Few pension savers aged between 50 and 72 have considered the income or wealth they might need to support their retirement, according to research published by the Department for Work and Pensions (DWP).
The qualitative research, titled Pension Freedoms: a qualitative research study of individuals’ decumulation journeys, found that participants tended to hold optimistic views of the likely adequacy of their retirement income and of their ability and opportunity to work up to their chosen retirement age.
When asked about their retirement plans, respondents were also more likely to focus on the independent phase of their retirement until prompted to consider the longer-term picture.
Those that did talk about potential health or social care needs were influenced by their own current health or the experience of family.
The study found that there was little evidence of people giving detailed consideration of the length of their retirement or their needs beyond general aspirations such as having the financial security to be able to pay for essentials, financial freedom to enable a lifestyle that was consistent with or better than their current one, and the ability to support their adult children.

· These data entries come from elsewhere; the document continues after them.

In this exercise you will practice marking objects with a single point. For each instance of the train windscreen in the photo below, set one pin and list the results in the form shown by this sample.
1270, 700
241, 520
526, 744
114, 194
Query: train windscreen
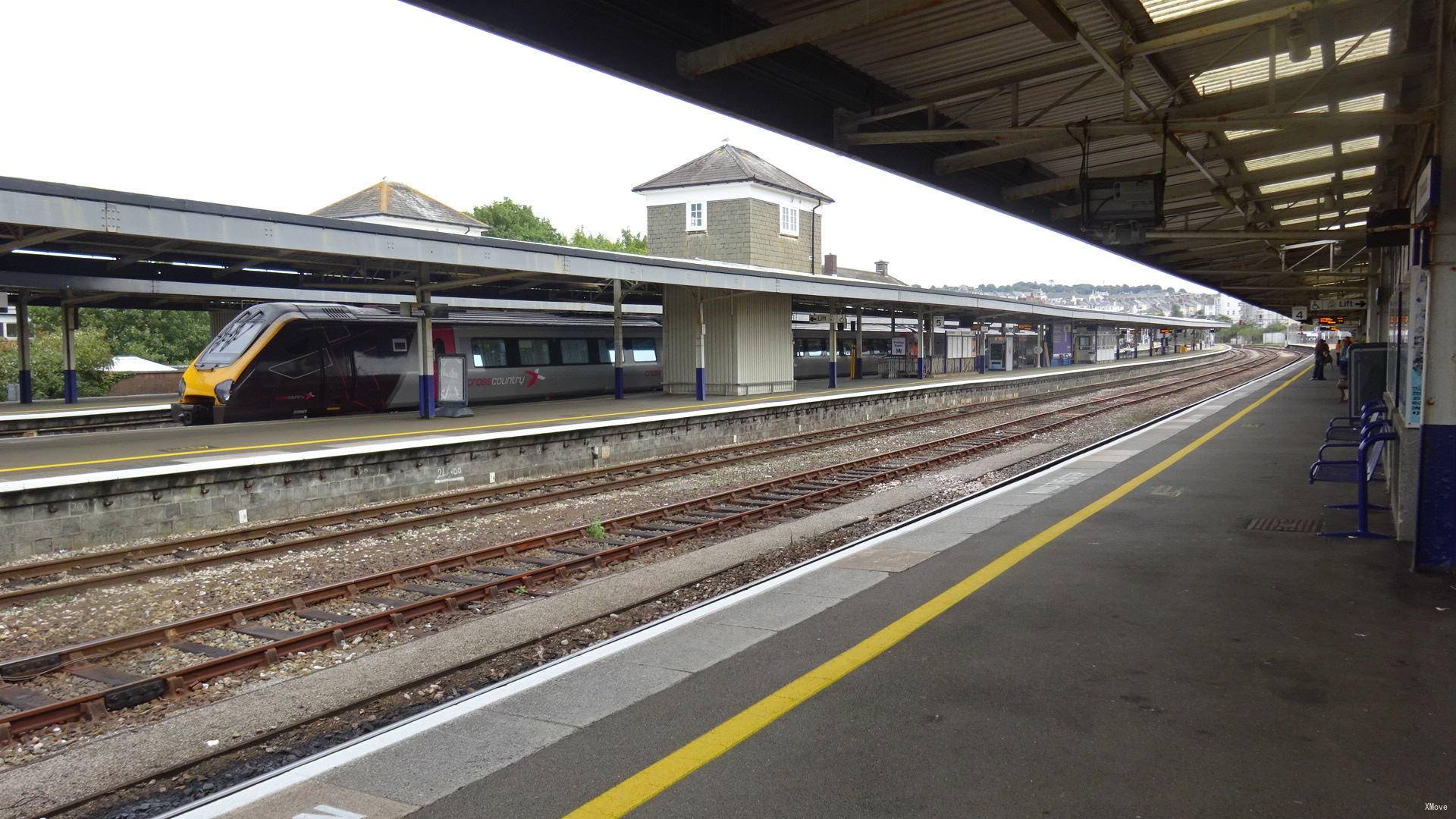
232, 341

Indeed, these issues were often the cause of commencing pension decumulation, with topping up income in response to financial shock, increasing income to fund lifestyle choices, supporting adult children, paying off debts or mortgages and investing in retirement products being the main reasons behind decisions to decumulate pensions.
The report found that across different demographics “people consistently viewed their defined contribution (DC) pension more as a component of their overall savings from which they may draw, rather than specifically reserved for the purchase of an income product in retirement”.
The study also revealed that participants were more willing to liquidate smaller pots entirely, particularly if these were inactive, compared to either not touching or drawing a more complex mix of retirement income products and cash from larger ones.
The report continued: “If more consumers consolidated their DC pensions it could encourage detailed consideration of exactly how much a consumer needs to withdraw, rather than encouraging a tendency to close a whole pot, because it does not feel worth leaving a small amount in the pension.
“Bringing pensions together could also make it easier to see the potential of their overall pension savings to generate retirement income.”
Various groups were also found to have avoided seeking financial advice for a number of reasons.
Some knew what they wanted to do and simply wanted information on how to operationalise their plans, while others did not seek advice because they were wary of the complexity of pensions decisions and proceeded to decumulate despite lacking confidence in their understanding of the consequences.
Some participants on lower household incomes perceived the cost of personal financial advice to be a barrier to seeking professional advice, some were put off by the perceived burden of engaging with support on top of busy lives or health conditions and participants with all levels of perceived financial capability could have a mistrust of financial advisors and the pension industry.
The report noted: “When asked what support would be helpful, participants expressed a desire to have more information and guidance across all their pension pots in one place. Some had achieved this by paying for advice, others felt they could not get the full picture.”
The DWP commissioned NatCen Social Research to conduct the qualitative study in order to better understand people’s experiences of, and influences on, pension decumulation.